34.3 Feature and model interpretation

A considerable benefit of decision tree models is that they are relatively easy to understand, in terms of how predictions are made. It’s perhaps less clear why specific splits have been made, but it’s relatively straightforward to communicate with stakeholders how predictions are made. This is because the tree itself can be followed, like a road map, to the terminal node. The tree is just a series of if/then statements. Unfortunately, this ease of interpretation all goes out the window with bagged trees and random forests. Instead of just building one decision tree, we are building hundreds or even thousands, with each tree (or at least most trees) being at least slightly different. So how do we communicate the results of our model with stakeholders? How can we effectively convey how our model makes predictions?

Perhaps the most straightforward way to communicate complex models with stakeholders is to focus on feature importance. That is, which features in the model are most important in establishing the prediction. We can do this with {ranger} models using the {vip} package (vip stands for variable importance plots).

In a standard decision, a variable is selected at a given node if it improves the objective function score. The relative importance of a given variable is then determined by the sum of the squared improvements (see {vip} documentation). This basic idea is extended to ensembles of trees, like bagged trees and random forest, by computing the mean of these importance scores across all trees in the ensemble.
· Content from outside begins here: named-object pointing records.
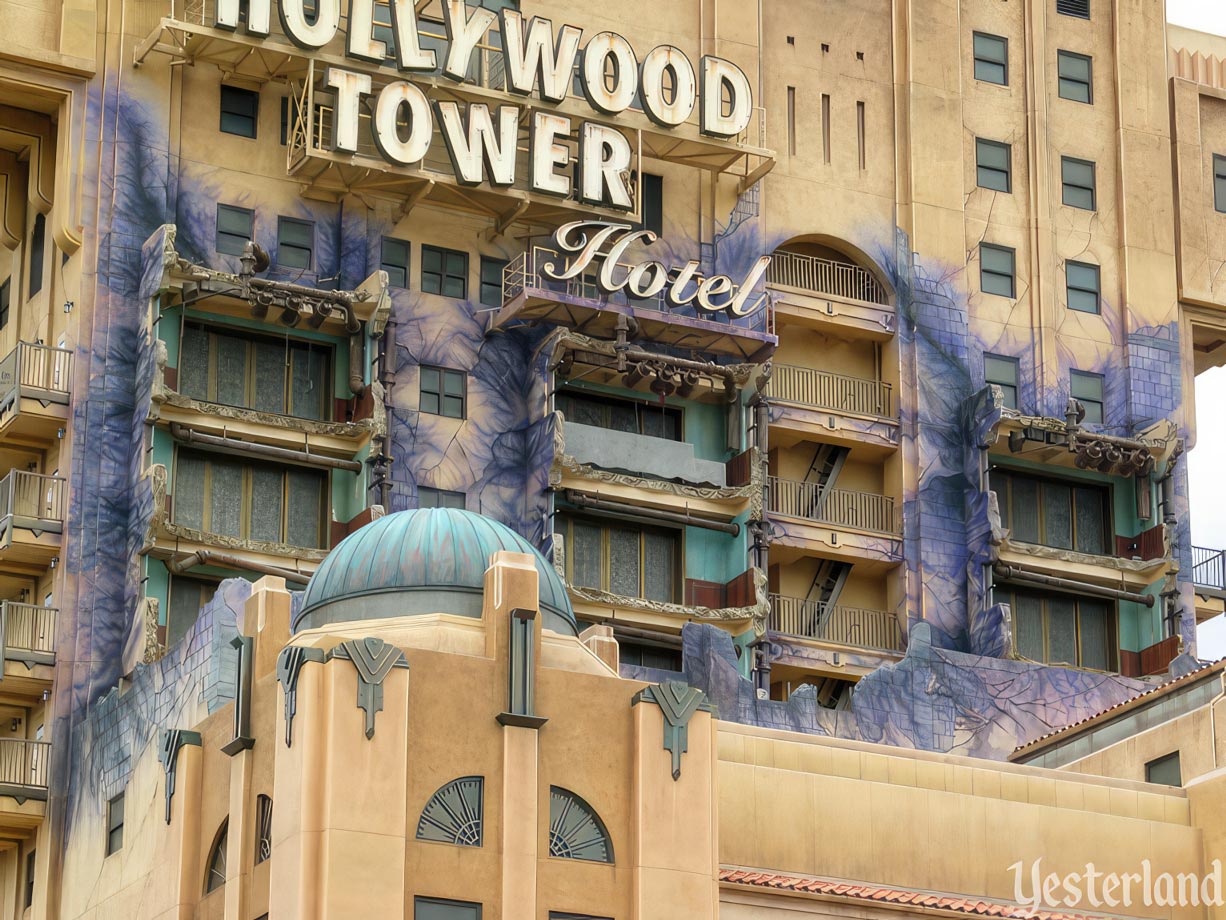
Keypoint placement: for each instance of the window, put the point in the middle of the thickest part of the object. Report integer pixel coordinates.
(249, 499)
(37, 254)
(215, 877)
(1081, 280)
(283, 377)
(262, 828)
(444, 393)
(296, 241)
(1165, 770)
(1075, 76)
(623, 558)
(440, 909)
(1003, 372)
(1073, 7)
(115, 824)
(1062, 628)
(236, 227)
(239, 111)
(993, 164)
(454, 813)
(632, 416)
(394, 259)
(444, 271)
(575, 829)
(1220, 183)
(1086, 389)
(492, 281)
(439, 498)
(1069, 514)
(652, 203)
(996, 270)
(991, 59)
(1078, 182)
To obtain variable importance scores, we first have to re-run our {ranger} model, requesting it computes variable importance metrics. We do this by specifying importance = "impurity" (which is the Gini index for classification problems).
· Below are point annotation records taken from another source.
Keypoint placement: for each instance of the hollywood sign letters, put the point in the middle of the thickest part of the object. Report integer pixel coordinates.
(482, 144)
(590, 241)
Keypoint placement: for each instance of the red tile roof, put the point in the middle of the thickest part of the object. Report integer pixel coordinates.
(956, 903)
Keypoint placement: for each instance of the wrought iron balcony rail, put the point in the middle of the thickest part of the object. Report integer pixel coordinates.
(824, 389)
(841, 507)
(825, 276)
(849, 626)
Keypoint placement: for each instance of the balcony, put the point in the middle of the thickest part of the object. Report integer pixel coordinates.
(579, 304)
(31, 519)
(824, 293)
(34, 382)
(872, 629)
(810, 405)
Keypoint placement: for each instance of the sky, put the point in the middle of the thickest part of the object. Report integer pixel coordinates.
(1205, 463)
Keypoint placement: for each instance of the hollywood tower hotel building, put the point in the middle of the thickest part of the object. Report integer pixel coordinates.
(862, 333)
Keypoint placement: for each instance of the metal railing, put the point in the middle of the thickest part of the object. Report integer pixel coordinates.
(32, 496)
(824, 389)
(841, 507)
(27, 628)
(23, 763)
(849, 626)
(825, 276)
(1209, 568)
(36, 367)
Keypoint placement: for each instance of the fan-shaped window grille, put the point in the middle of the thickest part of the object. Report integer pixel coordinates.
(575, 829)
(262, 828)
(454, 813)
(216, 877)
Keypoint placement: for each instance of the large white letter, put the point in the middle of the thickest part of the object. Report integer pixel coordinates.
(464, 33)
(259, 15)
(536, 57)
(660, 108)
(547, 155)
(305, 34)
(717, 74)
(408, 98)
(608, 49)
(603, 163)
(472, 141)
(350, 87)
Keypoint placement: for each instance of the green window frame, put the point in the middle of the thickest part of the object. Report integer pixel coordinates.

# specify the model and request a variable importance metric
rf_mod_reg_final <- rand_forest() %>% 
    set_mode("regression") %>% 
    set_engine("ranger") %>% 
    set_args(mtry = rf_reg_fits2$mtry[1],
             min_n = rf_reg_fits2$min_n[1],
             trees = 1000,
             importance = "impurity")

# fit the model
tic()
rf_fit_reg_final <- fit(rf_mod_reg_final,
                        score ~ .,
                        processed_reg)
toc()
## 56.892 sec elapsed

And now we can request variable importance scores with vip::vi(), or a variable importance plot with vip::vip(). Let’s first look at the scores.

library(vip)
vi(rf_fit_reg_final$fit)
## # A tibble: 31 x 2
##    Variable    Importance
##    <chr>            <dbl>
##  1 enrl_grd     33742487.
##  2 tag_ed_fg    31287898.
##  3 sp_ed_fg     29788749.
##  4 econ_dsvntg  28709267.
##  5 tst_bnch     16228993.
##  6 ayp_lep      15274675.
##  7 lon          14849760.
##  8 lat          14241044.
##  9 time_index   12172779.
## 10 ethnic_cd    10888929.
## # … with 21 more rows

The results of this investigation are not entirely surprising. The enrl_grd the student in is the most important predictor of their score. Following grade level, the students’ economic disadvantaged status is the most predictive feature in the model, following a long history of evidence documenting differential achievement by socioeconomic status. Students classified as talented and gifted (TAG), and those who received special education services are the next two most predictive variables, followed by the physical location of the school (lat = latitude and lon = longitude). Each of these variables would be among those that we might have guessed, a priori, would be the most predictive.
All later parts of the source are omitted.